Inhibitors of this enzyme, e.g. ketoconazole, itraconazole, HIV protease inhibitors and grapefruit juice, can therefore increase systemic exposure to budesonide several times (see Sections 4.4 and 5.2). Since there is no data to support a dosage recommendation, the combination should be avoided. If this is not possible, the period between treatments should be as long as possible and a reduction of the budesonide dose could also be considered. Other potent inhibitors of CYP3A4 are also likely to markedly increase plasma levels of budesonide. Inhibition by budesonide on other drugs metabolism via CYP3A4 is unlikely, since budesonide has low affinity to the enzyme.

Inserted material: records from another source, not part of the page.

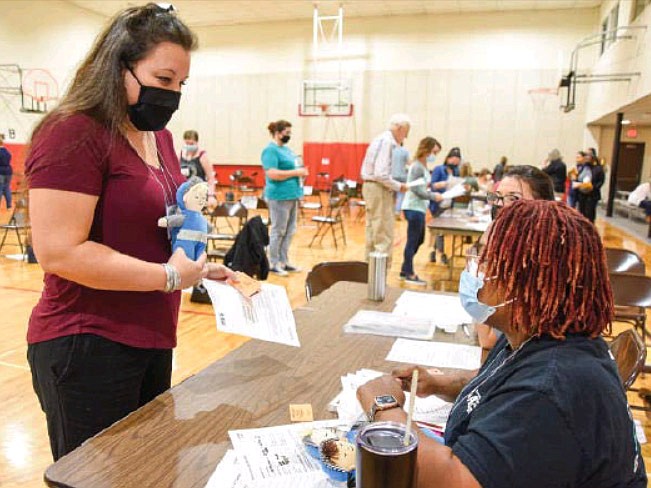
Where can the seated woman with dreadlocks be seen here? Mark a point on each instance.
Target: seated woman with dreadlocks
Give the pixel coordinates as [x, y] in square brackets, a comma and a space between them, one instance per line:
[547, 408]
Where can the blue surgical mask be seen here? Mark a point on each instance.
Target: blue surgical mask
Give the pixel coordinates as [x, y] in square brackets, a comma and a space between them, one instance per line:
[469, 286]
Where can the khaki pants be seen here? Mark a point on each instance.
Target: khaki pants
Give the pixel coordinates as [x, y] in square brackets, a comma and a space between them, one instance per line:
[379, 219]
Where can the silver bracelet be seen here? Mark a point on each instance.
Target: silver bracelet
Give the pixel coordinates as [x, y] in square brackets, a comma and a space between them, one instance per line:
[172, 278]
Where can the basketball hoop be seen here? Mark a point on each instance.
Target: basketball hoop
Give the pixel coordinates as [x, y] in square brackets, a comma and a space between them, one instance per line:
[540, 96]
[38, 87]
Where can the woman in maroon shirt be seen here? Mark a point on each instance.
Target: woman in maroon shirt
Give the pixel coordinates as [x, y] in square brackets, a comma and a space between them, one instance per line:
[102, 170]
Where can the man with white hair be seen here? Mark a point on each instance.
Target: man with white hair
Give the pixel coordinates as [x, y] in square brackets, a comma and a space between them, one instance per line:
[379, 186]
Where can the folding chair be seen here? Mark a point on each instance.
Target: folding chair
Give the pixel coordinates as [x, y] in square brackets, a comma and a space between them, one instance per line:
[332, 221]
[632, 296]
[324, 275]
[18, 223]
[624, 261]
[227, 221]
[629, 353]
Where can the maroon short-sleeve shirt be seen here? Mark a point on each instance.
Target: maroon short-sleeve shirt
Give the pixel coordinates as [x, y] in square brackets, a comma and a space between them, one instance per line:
[78, 154]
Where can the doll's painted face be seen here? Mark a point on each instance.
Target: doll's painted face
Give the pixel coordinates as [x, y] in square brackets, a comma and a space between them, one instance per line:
[196, 197]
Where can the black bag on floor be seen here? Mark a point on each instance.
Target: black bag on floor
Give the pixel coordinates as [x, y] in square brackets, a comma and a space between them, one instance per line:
[200, 294]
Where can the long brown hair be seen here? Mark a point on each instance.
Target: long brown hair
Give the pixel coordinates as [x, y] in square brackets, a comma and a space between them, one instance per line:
[550, 260]
[425, 147]
[98, 88]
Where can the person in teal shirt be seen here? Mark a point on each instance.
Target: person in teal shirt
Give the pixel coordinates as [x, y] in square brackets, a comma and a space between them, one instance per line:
[282, 192]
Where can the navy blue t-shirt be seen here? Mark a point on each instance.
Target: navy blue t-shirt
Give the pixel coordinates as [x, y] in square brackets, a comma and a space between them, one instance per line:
[552, 414]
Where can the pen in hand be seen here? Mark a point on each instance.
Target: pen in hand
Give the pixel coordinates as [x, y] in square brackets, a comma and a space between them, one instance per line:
[464, 327]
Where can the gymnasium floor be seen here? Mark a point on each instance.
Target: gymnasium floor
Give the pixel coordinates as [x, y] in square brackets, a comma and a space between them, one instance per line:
[24, 449]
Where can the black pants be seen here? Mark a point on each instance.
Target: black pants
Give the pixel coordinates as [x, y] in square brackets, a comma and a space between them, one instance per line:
[85, 383]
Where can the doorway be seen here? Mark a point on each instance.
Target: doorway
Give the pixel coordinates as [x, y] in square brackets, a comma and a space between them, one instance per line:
[629, 170]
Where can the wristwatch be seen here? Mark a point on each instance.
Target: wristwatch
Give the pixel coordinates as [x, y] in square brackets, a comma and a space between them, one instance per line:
[381, 403]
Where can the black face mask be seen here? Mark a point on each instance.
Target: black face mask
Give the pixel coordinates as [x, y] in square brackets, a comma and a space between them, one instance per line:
[154, 108]
[494, 211]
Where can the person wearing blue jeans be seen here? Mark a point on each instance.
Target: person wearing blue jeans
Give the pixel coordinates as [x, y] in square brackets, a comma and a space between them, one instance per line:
[5, 173]
[438, 184]
[399, 172]
[283, 190]
[414, 206]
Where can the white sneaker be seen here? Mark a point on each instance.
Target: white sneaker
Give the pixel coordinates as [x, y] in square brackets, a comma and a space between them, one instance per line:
[278, 271]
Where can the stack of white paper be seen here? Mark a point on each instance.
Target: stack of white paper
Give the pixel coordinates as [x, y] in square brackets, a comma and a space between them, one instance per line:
[389, 324]
[432, 409]
[438, 354]
[272, 457]
[444, 310]
[266, 316]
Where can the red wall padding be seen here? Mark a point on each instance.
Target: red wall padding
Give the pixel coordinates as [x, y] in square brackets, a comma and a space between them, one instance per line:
[345, 159]
[224, 171]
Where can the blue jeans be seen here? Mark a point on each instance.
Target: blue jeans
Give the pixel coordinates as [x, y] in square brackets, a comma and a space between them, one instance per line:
[415, 237]
[5, 189]
[283, 227]
[400, 196]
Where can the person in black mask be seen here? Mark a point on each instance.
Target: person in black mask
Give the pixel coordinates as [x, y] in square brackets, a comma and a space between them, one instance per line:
[102, 170]
[438, 184]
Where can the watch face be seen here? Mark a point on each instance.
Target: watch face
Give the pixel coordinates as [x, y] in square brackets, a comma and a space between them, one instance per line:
[385, 400]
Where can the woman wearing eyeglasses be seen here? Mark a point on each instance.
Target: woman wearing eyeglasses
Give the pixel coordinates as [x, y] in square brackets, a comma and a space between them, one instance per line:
[519, 183]
[547, 409]
[102, 171]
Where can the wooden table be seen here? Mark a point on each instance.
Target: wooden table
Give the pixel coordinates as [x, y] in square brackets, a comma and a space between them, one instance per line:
[178, 438]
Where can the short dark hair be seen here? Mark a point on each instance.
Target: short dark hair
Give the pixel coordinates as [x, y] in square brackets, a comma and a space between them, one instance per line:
[278, 126]
[540, 183]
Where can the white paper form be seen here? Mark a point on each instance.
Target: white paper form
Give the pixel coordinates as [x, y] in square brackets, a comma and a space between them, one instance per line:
[275, 457]
[454, 192]
[438, 354]
[443, 310]
[389, 324]
[266, 316]
[228, 473]
[431, 409]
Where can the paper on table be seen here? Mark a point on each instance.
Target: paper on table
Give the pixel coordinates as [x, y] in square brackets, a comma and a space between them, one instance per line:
[228, 473]
[439, 354]
[454, 192]
[276, 457]
[417, 182]
[388, 324]
[443, 310]
[431, 409]
[266, 315]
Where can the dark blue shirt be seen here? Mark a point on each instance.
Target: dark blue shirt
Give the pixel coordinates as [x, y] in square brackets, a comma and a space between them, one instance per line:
[5, 161]
[551, 414]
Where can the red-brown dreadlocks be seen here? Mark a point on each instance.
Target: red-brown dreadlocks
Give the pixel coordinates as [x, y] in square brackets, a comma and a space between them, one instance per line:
[550, 259]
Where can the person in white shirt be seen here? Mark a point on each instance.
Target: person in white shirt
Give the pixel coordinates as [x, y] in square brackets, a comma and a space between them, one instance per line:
[641, 197]
[380, 186]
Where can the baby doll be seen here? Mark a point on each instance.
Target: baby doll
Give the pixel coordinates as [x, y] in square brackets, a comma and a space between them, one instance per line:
[188, 226]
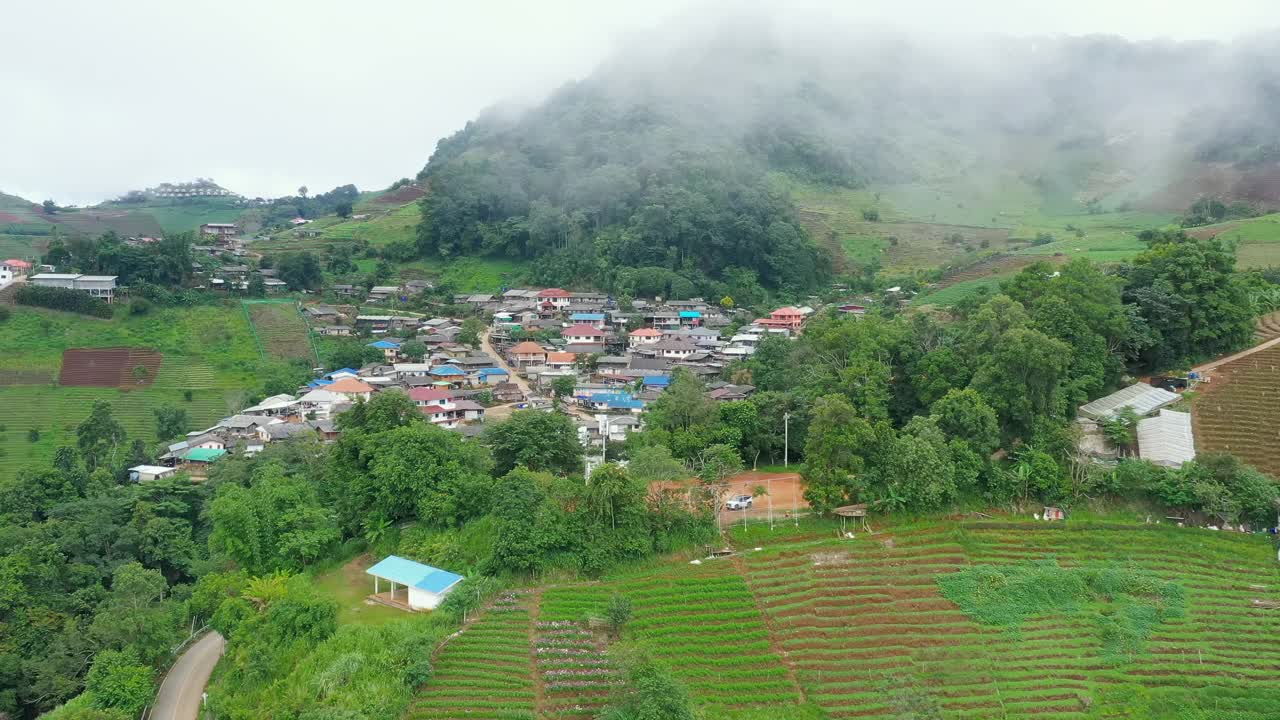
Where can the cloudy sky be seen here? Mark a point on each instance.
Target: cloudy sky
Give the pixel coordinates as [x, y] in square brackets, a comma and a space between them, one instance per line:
[268, 95]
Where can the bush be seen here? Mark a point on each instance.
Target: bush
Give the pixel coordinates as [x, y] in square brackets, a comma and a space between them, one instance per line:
[63, 299]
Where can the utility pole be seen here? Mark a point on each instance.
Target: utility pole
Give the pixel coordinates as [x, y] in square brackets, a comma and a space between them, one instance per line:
[786, 440]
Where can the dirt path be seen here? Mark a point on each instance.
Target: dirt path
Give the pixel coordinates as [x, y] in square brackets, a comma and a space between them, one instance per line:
[502, 363]
[1214, 364]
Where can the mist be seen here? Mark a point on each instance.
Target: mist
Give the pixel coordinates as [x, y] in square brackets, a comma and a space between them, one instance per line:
[266, 98]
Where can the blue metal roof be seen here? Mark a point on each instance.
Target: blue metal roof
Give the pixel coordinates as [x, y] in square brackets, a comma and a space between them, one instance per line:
[414, 574]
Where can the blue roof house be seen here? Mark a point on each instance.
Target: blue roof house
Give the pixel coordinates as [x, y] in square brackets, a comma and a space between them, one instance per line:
[424, 587]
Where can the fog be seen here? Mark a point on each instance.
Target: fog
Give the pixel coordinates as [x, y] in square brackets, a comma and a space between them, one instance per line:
[268, 96]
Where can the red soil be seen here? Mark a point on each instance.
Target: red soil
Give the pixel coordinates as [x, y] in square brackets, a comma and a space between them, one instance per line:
[112, 367]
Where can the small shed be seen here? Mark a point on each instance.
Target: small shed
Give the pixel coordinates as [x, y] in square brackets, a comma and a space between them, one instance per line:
[144, 473]
[425, 586]
[1168, 438]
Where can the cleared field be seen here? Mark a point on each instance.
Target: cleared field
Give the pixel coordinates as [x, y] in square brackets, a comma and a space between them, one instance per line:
[871, 636]
[487, 671]
[54, 413]
[282, 332]
[1239, 410]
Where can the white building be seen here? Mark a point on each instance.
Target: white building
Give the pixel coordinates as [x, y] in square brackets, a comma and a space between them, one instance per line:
[423, 587]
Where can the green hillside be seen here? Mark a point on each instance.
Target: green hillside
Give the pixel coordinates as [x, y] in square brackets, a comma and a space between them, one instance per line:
[805, 625]
[208, 351]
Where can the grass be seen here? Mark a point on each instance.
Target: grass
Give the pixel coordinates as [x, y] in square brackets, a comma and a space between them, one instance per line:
[810, 625]
[208, 351]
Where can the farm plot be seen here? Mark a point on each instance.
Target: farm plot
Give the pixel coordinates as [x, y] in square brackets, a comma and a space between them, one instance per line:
[869, 633]
[1239, 410]
[699, 619]
[282, 332]
[117, 367]
[487, 671]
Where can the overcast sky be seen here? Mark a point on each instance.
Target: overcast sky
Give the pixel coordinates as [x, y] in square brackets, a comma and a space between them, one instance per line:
[268, 95]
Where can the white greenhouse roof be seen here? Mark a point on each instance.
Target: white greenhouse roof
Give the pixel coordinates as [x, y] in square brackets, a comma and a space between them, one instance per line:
[1166, 440]
[1142, 397]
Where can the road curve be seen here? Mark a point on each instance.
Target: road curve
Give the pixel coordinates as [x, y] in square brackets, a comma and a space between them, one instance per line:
[181, 692]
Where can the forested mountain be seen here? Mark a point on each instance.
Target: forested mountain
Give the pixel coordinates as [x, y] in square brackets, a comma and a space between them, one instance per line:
[661, 159]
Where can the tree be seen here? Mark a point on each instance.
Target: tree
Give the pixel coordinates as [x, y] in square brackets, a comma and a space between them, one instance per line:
[617, 613]
[563, 387]
[301, 270]
[840, 451]
[965, 415]
[535, 440]
[119, 680]
[100, 436]
[471, 331]
[170, 422]
[414, 350]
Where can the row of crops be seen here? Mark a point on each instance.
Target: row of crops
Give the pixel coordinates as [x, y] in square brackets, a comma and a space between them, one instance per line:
[869, 634]
[1239, 410]
[280, 329]
[485, 673]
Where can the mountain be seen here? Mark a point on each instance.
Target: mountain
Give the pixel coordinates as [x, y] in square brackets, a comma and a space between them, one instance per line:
[672, 167]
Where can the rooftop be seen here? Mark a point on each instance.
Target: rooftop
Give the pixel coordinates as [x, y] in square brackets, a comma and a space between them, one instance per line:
[414, 574]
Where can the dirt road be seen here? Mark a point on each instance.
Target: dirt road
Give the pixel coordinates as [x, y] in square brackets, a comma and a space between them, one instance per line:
[181, 692]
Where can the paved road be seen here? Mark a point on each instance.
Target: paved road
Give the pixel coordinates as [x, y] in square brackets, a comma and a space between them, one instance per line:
[179, 695]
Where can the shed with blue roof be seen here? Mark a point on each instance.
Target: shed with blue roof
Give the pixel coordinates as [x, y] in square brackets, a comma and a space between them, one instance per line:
[424, 586]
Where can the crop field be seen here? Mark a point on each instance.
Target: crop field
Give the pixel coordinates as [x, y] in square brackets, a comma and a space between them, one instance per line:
[282, 331]
[1239, 410]
[54, 413]
[816, 627]
[487, 671]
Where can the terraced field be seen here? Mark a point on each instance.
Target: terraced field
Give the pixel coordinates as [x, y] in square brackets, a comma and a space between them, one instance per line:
[487, 671]
[1239, 410]
[282, 332]
[816, 627]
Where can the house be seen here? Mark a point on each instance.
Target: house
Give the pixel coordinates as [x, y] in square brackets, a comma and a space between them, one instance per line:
[644, 336]
[673, 349]
[383, 292]
[561, 360]
[492, 376]
[557, 297]
[218, 229]
[391, 350]
[424, 586]
[97, 286]
[274, 406]
[1166, 440]
[146, 473]
[507, 392]
[526, 354]
[784, 318]
[373, 324]
[199, 459]
[1142, 397]
[583, 335]
[351, 388]
[282, 431]
[594, 319]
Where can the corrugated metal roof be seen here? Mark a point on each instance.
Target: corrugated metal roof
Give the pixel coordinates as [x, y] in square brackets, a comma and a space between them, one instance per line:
[1168, 438]
[414, 574]
[1142, 397]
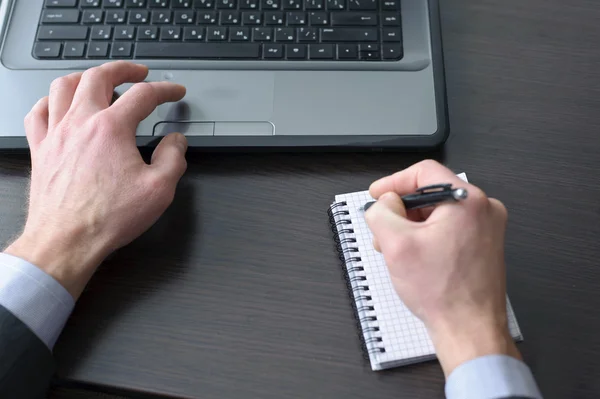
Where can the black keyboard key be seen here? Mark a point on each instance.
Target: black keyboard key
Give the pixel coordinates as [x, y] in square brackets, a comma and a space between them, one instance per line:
[295, 51]
[61, 32]
[170, 33]
[273, 51]
[60, 16]
[307, 34]
[285, 35]
[239, 34]
[116, 16]
[292, 4]
[147, 33]
[217, 34]
[198, 50]
[270, 4]
[390, 5]
[74, 50]
[296, 18]
[349, 35]
[125, 33]
[320, 51]
[230, 18]
[161, 17]
[334, 5]
[249, 4]
[98, 50]
[390, 19]
[347, 52]
[122, 50]
[184, 17]
[101, 32]
[193, 33]
[274, 18]
[252, 18]
[47, 49]
[262, 34]
[60, 3]
[353, 19]
[207, 18]
[318, 18]
[363, 4]
[392, 51]
[92, 16]
[391, 35]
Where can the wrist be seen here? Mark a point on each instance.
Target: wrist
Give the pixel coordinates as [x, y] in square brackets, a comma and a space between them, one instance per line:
[61, 255]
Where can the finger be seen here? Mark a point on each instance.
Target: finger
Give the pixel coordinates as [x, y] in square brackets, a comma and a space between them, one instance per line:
[168, 159]
[62, 91]
[137, 103]
[36, 123]
[98, 84]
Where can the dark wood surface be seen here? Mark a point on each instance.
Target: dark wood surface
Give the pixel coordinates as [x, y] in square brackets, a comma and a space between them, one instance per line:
[237, 291]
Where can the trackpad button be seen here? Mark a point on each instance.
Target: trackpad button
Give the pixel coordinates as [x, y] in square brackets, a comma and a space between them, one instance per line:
[244, 129]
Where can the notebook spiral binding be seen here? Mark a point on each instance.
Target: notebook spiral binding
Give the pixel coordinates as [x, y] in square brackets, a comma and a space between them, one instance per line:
[356, 280]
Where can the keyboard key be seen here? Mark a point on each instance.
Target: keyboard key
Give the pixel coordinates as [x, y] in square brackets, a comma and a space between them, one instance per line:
[61, 32]
[392, 51]
[101, 32]
[147, 32]
[363, 4]
[320, 51]
[239, 34]
[47, 49]
[230, 18]
[60, 16]
[347, 52]
[252, 18]
[125, 33]
[390, 19]
[122, 50]
[307, 34]
[98, 50]
[391, 35]
[272, 51]
[116, 17]
[296, 18]
[318, 18]
[74, 50]
[161, 17]
[193, 33]
[216, 34]
[184, 17]
[198, 50]
[349, 35]
[353, 19]
[92, 16]
[60, 3]
[295, 51]
[274, 18]
[285, 34]
[262, 34]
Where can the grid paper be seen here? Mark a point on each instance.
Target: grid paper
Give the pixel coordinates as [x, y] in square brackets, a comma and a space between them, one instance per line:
[402, 334]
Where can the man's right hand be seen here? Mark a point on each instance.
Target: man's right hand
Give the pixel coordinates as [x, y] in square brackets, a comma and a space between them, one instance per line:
[447, 264]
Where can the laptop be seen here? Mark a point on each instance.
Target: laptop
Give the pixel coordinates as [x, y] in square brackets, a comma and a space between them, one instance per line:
[283, 74]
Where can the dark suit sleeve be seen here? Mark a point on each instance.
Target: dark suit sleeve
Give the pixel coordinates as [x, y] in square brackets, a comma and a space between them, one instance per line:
[26, 363]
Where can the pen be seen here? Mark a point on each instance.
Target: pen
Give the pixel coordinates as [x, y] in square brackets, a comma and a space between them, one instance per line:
[428, 196]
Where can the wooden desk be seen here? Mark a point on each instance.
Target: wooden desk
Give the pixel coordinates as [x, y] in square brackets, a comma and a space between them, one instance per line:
[237, 291]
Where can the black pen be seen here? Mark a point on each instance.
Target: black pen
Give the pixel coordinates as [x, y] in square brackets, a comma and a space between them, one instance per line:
[429, 196]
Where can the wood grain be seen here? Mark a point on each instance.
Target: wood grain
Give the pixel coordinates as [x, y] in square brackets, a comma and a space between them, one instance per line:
[237, 291]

Concomitant treatment with CYP3A4 inducers such as carbamazepine may reduce budesonide exposure, which may require a dose increase.

Because adrenal function may be suppressed, an ACTH stimulation test for diagnosing pituitary insufficiency might show false results (low values).

4.6 Fertility, pregnancy and lactation

Pregnancy

The ability of corticosteroids to cross the placenta varies between individual drugs, however, in mice, budesonide and/or its metabolites have been shown to cross the placenta.

In pregnant animals, administration of budesonide, like other glucocorticos­teroids, is associated with abnormalities in foetal development including cleft palate, intra-uterine growth retardation and effects on brain growth and development. There is no evidence that corticosteroids result in an increased incidence of congenital abnormalities, such as cleft palate/lip in humans. However, when administered for prolonged periods or repeatedly during pregnancy, corticosteroids may increase the risk of intra-uterine growth retardation.

Hypoadrenalism may, in theory, occur in the neonate following prenatal exposure to corticosteroids but usually resolves spontaneously following birth and is rarely clinically important. When corticosteroids are essential however, patients with normal pregnancies may be treated as though they were in the non-gravid state.

As with other drugs the administration of budesonide 3 mg prolonged-release capsules during pregnancy requires that the benefits for the mother are weighed against the risk for the foetus.

Breast-feeding

Budesonide is excreted in breast milk.

Maintenance treatment with inhaled budesonide (200 or 400 micrograms twice daily) in asthmatic nursing women results in negligible systemic exposure to budesonide in breast-fed infants.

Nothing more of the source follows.